全日本大学野球選手権第3日・2回戦 亜大4―1富士大

(6月8日 神宮)
 勝負手が決まった。0―1の2回2死三塁。四球、犠打、三盗と無安打で三塁に進んだ亜大・宗接は、初球にスタートを切った。慌てた富士大・小野の投球は乱れて、本盗に成功。「失敗を恐れず思い切っていった」とガッツポーズをつくった。

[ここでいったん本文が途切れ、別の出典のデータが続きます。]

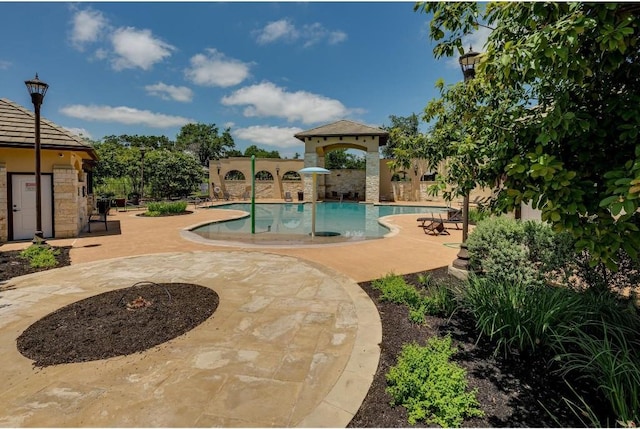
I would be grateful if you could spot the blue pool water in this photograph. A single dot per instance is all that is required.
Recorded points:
(335, 221)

 小野のクイックモーションを分析し、タイムを計り本盗の練習を繰り返していた。生田勉監督は前日に「(本盗は)誰でもいくぞ。失敗したら監督のせいだから」と説明。持ち味の機動力を生かして無安打で追い付き、6回に勝ち越した。宗接は「亜細亜らしい野球ができた」と胸を張った。

 刺傷され重体だったアイドルで同大3年の冨田真由さん(20)の意識が回復。リーグ制覇のウイニングボールを届け、回復を願っていたナインは「選手権の勝利球も届けよう」と誓い、準優勝した13年以来の8強進出を決めた。冨田さんがゼミの教え子の大島正克部長(68)は「優勝まで届けたい一心でみんな頑張っている」と話し、生田監督は「冨田さんに勇気を届けようと言っていた。一戦一戦頑張りたい」と気を引き締めた。 (青木 貴紀)

 ▼富士大・小野(152キロ右腕。5回2/3を3安打3失点。本盗の場面は)早く投げようとして足が引っかかってしまった。(進路は)まだ決めてません。